The president casually lied to the crowd, pointing over their heads at the cameras trained on him, saying, “They’re turning those red lights off fast. … Oh, those cameras are going off” — the message being, the media stops broadcasting him when he says something hostile to the media. This was false, of course. Arch-enemy CNN carried the whole speech; even if you’re cynical, wouldn’t you know Trump was wrong, if only because this was, on some level, free publicity for CNN?
“They’re very nervous to have me on live television,” he said. No: TV news executives are constantly trying to get Trump in front of live cameras, because they know he’ll say something — well, interesting is the polite way of putting it.
Once he concluded, CNN’s Don Lemon took the bait. “A total eclipse of the facts,” was Lemon’s description of the speech. “There was no sanity there,” he said. “Unhinged.” “Madness.” “If you watched that speech, as an American, you had to be thinking, What in the world is going on? This is the person we elected?” Lemon’s hostility was nearly equal to Trump’s — indeed, sometimes the only reason Trump’s seemed worse was because he got to shout his accusations, and Lemon was stuck using his indoor voice in a CNN studio. As usual, CNN was doing itself no favors with its viewing audience by positioning Lemon as a news anchor reporting on an event while also editorializing incessantly.
Trump hurled a lot of other insults at other targets, chiefly “obstructionist” Democrats and John McCain, whom he did not name but about whom Trump bellowed over and over, “One vote, one vote” — a reference to McCain’s health care reform bill killer. But it was the media against whom he held a greater grudge. Saying he didn’t want to bore them, Trump proceeded to bore his followers by reading selected passage of his responses to the horrible events Charlottesville, whining about how the media covered him.
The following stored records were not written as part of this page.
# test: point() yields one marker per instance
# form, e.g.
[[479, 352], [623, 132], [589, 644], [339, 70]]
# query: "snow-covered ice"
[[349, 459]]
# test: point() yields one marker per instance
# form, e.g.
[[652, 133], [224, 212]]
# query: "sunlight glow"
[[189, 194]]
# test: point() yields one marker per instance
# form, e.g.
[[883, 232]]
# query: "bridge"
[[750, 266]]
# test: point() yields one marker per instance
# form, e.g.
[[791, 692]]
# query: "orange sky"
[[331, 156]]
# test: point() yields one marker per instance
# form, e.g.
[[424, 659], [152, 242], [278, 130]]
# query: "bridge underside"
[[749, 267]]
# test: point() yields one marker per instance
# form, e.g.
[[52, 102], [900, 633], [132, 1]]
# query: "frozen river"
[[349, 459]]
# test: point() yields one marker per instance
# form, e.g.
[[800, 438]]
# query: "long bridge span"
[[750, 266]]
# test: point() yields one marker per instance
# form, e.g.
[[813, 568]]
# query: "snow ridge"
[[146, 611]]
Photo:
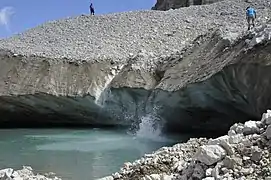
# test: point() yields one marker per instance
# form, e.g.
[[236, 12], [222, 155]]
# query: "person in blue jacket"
[[251, 16], [91, 8]]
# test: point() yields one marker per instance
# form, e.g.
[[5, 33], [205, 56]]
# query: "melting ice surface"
[[77, 154]]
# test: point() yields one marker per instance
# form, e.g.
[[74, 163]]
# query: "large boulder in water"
[[174, 4]]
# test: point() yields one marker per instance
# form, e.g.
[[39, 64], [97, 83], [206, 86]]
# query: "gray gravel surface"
[[121, 35]]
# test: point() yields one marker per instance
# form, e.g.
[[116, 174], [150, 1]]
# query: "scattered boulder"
[[24, 174], [210, 154]]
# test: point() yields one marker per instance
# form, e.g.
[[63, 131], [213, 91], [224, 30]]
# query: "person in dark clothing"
[[251, 16], [91, 9]]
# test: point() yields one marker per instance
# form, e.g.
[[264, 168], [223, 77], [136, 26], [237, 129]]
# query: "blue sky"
[[19, 15]]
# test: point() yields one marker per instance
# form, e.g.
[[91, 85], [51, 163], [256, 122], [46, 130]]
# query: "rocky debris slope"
[[242, 154], [25, 174], [174, 4], [193, 64]]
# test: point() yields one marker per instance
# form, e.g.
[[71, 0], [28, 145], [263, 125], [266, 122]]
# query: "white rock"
[[210, 154], [155, 177], [209, 178], [231, 133], [250, 127], [18, 178], [199, 172], [208, 172], [238, 128], [178, 166], [167, 177], [268, 132], [236, 139], [256, 154], [107, 178], [218, 140], [116, 175]]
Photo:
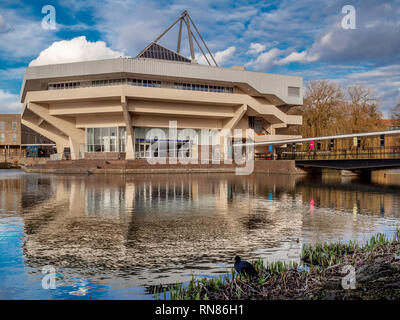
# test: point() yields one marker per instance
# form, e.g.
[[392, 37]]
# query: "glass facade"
[[162, 146], [111, 139]]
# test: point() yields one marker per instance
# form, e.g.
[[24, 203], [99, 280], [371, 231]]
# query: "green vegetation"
[[377, 266]]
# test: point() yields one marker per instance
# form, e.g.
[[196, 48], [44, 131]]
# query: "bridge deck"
[[354, 164]]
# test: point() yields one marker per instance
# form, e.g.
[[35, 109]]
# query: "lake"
[[116, 237]]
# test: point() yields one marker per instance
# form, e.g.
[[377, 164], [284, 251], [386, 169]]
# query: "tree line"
[[330, 109]]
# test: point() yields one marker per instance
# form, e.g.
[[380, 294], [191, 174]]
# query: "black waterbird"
[[244, 267]]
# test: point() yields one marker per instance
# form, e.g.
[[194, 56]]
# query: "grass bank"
[[375, 266]]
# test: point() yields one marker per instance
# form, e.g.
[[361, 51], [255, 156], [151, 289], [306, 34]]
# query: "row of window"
[[3, 137], [202, 87], [67, 85], [142, 83], [13, 125], [105, 139]]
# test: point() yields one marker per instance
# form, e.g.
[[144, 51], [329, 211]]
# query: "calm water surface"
[[115, 237]]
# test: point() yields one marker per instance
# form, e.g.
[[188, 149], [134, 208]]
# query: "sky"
[[294, 37]]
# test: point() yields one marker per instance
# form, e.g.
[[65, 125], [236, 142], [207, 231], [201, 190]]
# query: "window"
[[294, 91], [104, 140], [251, 122]]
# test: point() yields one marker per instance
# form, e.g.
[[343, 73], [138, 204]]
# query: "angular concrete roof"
[[272, 86]]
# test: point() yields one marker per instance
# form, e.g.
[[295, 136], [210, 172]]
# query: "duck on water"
[[244, 267]]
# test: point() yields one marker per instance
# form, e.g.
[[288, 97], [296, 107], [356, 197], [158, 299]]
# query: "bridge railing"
[[343, 154]]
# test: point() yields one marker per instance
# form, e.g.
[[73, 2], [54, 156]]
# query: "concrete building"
[[19, 141], [104, 108]]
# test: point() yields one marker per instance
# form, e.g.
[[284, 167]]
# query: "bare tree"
[[328, 109]]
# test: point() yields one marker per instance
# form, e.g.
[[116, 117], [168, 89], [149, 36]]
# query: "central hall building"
[[104, 108]]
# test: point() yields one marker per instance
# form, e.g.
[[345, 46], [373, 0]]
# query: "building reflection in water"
[[160, 228]]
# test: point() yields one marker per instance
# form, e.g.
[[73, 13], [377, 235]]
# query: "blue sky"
[[303, 37]]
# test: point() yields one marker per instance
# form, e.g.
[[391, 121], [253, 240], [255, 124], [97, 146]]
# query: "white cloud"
[[256, 48], [12, 73], [74, 50], [9, 103], [265, 60], [297, 57], [221, 56]]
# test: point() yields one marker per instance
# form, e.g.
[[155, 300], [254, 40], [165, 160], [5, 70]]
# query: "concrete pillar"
[[129, 147], [75, 148]]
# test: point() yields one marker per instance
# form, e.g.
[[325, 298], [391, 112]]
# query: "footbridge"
[[353, 159]]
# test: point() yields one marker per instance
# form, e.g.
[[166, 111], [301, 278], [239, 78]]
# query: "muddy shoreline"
[[336, 271]]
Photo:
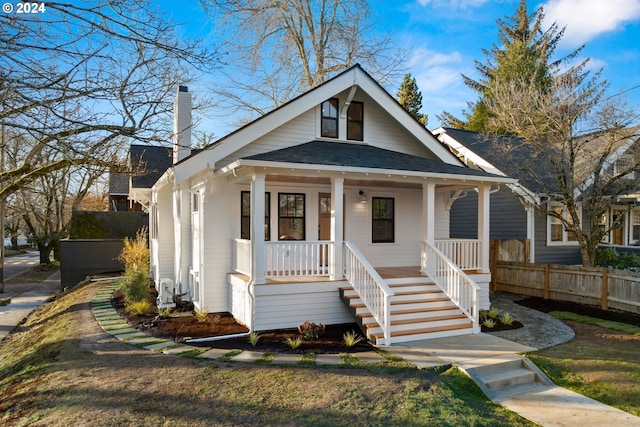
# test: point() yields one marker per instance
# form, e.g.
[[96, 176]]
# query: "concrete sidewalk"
[[24, 298], [547, 406]]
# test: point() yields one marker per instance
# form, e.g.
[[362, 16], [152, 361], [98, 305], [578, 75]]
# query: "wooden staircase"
[[419, 310]]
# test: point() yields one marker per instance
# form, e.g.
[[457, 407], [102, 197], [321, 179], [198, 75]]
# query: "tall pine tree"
[[410, 97], [523, 55]]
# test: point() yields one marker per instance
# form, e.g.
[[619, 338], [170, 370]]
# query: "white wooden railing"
[[242, 256], [298, 258], [459, 287], [465, 253], [370, 287]]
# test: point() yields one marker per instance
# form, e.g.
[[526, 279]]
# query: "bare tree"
[[279, 49], [570, 135], [77, 78]]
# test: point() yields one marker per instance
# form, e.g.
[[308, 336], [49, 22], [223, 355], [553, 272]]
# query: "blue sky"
[[444, 37]]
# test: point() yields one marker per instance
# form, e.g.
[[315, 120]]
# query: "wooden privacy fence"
[[608, 288]]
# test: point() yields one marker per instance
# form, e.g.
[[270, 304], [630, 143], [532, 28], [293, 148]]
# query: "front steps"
[[419, 310], [508, 376]]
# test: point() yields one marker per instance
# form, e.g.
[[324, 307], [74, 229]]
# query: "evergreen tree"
[[523, 55], [410, 97]]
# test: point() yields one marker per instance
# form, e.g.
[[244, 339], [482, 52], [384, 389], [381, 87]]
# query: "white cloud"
[[586, 19]]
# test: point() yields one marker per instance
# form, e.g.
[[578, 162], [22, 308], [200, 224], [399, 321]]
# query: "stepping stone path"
[[112, 323]]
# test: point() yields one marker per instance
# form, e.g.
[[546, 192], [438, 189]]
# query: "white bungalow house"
[[332, 207]]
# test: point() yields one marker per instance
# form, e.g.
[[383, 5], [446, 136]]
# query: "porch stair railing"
[[459, 287], [370, 287]]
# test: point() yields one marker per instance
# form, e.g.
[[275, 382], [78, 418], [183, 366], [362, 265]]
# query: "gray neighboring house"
[[513, 215]]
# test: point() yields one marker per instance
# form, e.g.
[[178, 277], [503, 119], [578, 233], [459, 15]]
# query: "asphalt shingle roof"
[[362, 156]]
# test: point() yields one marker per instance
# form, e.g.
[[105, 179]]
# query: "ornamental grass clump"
[[351, 339], [310, 330], [135, 257]]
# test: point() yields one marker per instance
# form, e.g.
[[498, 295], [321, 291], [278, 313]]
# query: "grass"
[[53, 373], [601, 363]]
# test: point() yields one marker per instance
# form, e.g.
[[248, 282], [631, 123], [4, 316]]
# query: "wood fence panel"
[[624, 291], [614, 289]]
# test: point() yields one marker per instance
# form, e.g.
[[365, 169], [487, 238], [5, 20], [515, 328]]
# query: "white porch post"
[[257, 228], [483, 225], [429, 212], [337, 226]]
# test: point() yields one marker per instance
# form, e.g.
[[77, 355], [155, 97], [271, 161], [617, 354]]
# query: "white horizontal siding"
[[287, 306]]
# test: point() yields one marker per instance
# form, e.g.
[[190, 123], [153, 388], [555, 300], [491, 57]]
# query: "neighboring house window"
[[355, 122], [291, 217], [330, 118], [245, 215], [635, 225], [382, 229], [556, 232]]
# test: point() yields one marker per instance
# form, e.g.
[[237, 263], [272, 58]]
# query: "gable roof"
[[359, 156], [352, 77], [489, 152], [148, 163]]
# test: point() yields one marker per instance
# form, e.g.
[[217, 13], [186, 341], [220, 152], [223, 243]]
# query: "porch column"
[[257, 228], [429, 212], [483, 225], [337, 226]]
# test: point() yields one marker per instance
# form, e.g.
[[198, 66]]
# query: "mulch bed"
[[182, 325]]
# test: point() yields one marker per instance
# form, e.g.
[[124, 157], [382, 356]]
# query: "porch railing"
[[242, 256], [298, 258], [463, 291], [465, 253], [370, 287]]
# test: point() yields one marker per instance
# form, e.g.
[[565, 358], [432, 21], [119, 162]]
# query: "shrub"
[[351, 338], [310, 330], [294, 343], [202, 314], [136, 287], [507, 319], [253, 338], [489, 323], [142, 307]]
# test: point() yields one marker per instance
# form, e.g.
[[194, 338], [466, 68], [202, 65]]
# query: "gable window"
[[245, 215], [382, 227], [291, 217], [355, 121], [557, 234], [329, 125], [635, 226]]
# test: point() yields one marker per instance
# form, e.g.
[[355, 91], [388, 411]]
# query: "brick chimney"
[[181, 124]]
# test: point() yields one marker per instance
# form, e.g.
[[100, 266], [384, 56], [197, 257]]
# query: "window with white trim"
[[557, 234]]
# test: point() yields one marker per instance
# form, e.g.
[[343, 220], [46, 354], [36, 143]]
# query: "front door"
[[324, 224]]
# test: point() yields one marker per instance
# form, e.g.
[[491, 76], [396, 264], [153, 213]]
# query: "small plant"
[[253, 338], [507, 319], [165, 312], [294, 343], [202, 314], [489, 323], [351, 339], [139, 307], [310, 330]]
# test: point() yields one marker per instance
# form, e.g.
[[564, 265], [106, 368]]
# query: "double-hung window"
[[245, 216], [383, 223], [291, 217], [557, 234], [329, 118], [355, 122]]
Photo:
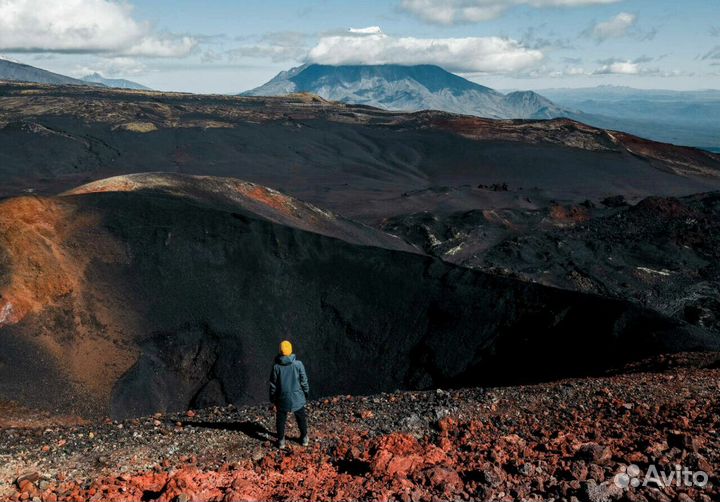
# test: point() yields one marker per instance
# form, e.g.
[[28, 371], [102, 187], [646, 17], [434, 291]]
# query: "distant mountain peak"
[[407, 88]]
A lot of people continue to buy into the notion that no news source other than Fox News covers Trump accurately, and Trump was slavish in his praise on Tuesday. Fox is “very fair” to him; Fox & Friends is “the best show in the morning,” and Sean Hannity — well, “How about that Hannity? Great guy.” Trump’s businessman view of the press — it’s great when they’re positive, they’re bums when they’re skeptical — just keeps eroding public trust. Soon after Trump concluded, the writer Tom Carson tweeted, “You young people will never know what a beautiful country this was before Trump came along.” The president of the United States’ words on Tuesday just made the country a little uglier.